Opinión

Entre pitos y flautas

Ppppppppppiiiiiiiiii,.. Imagínense el artículo de hoy escrito como una gran pitada, sin más letras que la "p" y la "i"; como pitada a la pitada a la final de la Copa de España. Imagínese también su pitada Carta al Director como pitada a la mía que pita la del Camp Nou, y así sucesivamente. Entre pitadas andaría la cosa que, curiosamente, nos llevaría de vuelta a las cavernas del ejercicio intelectual de la lengua que nos sacó de ellas. Ya ha degenerado bastante el uso de la oratoria en los Parlamentos, incluso en el ‘rincón de los oradores’ de Hyde Park donde surgió la buena idea de poder exponer grandes pensamientos en aras a la libertad de expresión, cual fue el caso de Marx, Lenin u Orwell, pero que ha derivado en la charlatanería huera de cualquiera que ahora sube a la caja de cerveza y que por su capacidad de hablar más alto gana la atención de los turistas y nostálgicos del asunto, como para que se sustituya la palabra por un pito en la boca. Si ya para alguno, como el indi Knyphausen, los que hablan más alto suelen ser los que no tienen nada que decir, los que pitan más fuerte serán como individuos nada de nada.

Desde luego yo me quedo antes con las flautas que con los pitos. Por simple cuestión de sonido, pues si bien la flauta está hecha para acariciar oídos con las notas que viven en ella, el pito o silbato se usa vulgarmente para meter ruido. Bien es verdad que puede ser un ruido útil para arbitrar un juego deportivo o lúdico, bien para ordenar cierta disciplina en un colegio o ejército, o también como SOS del vigilante ante potencial ahogado que reta al mar cabreado a pesar de ondear bandera roja; pero cuando el pito es violador de una calma ambiental porque su propósito es apagar cualquier otro sonido lo único que consigue es ruido, solo ruido, hasta incluso provocar dolor o gran malestar al menos, pues un pulmón colectivo de quince mil personas con pito supera con creces los cien decibelios y saca de punto el umbral del dolor que penetra por oídos. Ahora bien, un minuto no es tiempo suficiente para producir sordera a nadie, ni si- quiera provocar puntual acufeno de discoteca sesentera, de ahí la menor importancia del sonido de la pitada a efectos de salud que para la moral de muchos españoles que se han sentido en parte insultados por ella.
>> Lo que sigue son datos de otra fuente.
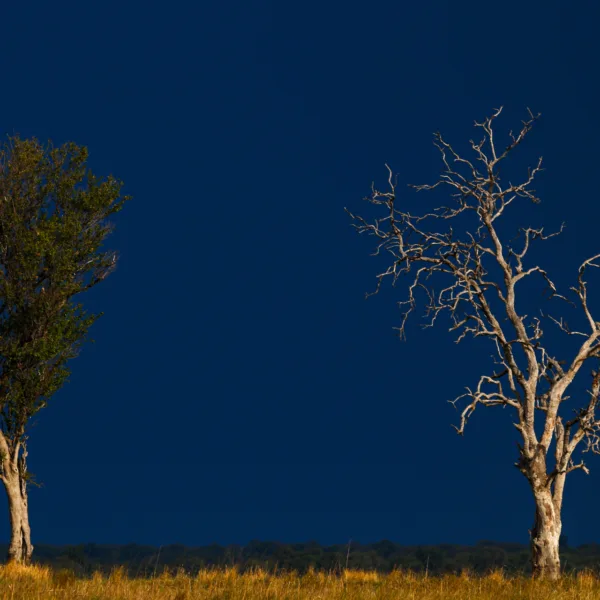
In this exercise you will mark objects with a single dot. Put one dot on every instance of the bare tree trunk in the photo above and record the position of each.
(20, 548)
(545, 535)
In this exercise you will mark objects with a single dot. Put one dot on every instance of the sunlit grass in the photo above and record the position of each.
(41, 583)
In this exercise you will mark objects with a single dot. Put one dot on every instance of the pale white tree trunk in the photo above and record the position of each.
(545, 536)
(13, 474)
(20, 548)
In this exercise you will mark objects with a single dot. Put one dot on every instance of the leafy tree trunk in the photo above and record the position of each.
(545, 535)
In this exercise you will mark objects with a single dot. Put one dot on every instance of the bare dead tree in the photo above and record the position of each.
(481, 272)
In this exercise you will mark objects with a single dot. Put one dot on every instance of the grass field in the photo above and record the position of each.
(37, 583)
En particular, a este menda le importa un pito los pitos de otros, siempre tuve suficiente con el mío, pero sí me produce cierta pena los odios y diferencias que pueden levantar comportamientos de este tipo. Porque ya hay sentimientos suficientemente enfrentados como para que una cuestión deportiva se aproveche para incrementar tales diferencias. No sé si estaré hoy influenciado particularmente por mi fibra sensiblera al estar leyendo estos días el libro “Sarajevo” del amigo Alfonso Armada -muy recomendable-, que recoge sus artículos publicados como reportero de guerra de El País en la antigua Yugoslavia; porque, además de pena, mete miedo. Sabemos cuáles fueron las claves detonantes entonces que hicieron empuñar metralletas para soltar vidas por el retrete de muerte más ominosa (la que sucede a manos de otro ser semejante): casi doscientas mil personas murieron debido a nacionalismos extremos, independencias lideradas por fulanos Milosevic, menganos Karadzic, entre otros pitos y flautas, entre otros hijos de puta y seguidores idiotas. Quizás esté demasiado sensibilizado, decía, por las crónicas y bitácora ahora publicada por el buen profesional Armada, que con simple bolígrafo y papel sorteó la angustia y pánico del silbido de las balas, pero, sinceramente, está demasiado cerca el ejemplo y no creo que nadie se meta en una guerra a conciencia sin querer desertar en cuanto ve su engaño y el frente, aunque entonces ya sea tarde y los que abrieron la caja de Pandora impidan que nadie se vaya o la tape.

Sin querer seguir por estos derroteros que nos llevan a la mayor derrota humana de todas, vamos a apelar simplemente a que gobernantes serios dejen las muecas irónicas en los vestuarios al lado de toda la corrupción que llevan en sus trajes, y comiencen a respetar las ideas de otros para discutir con las suyas en otro terreno de juego que no sea el de las masas, porque ‘la multitud ha sido en todas la épocas de la historia arrastrada por gestos más que por ideas y nunca razona’ (Marañón dixit). Y esto es peligroso, aunque nunca se lo parezca al que se mira el dedo.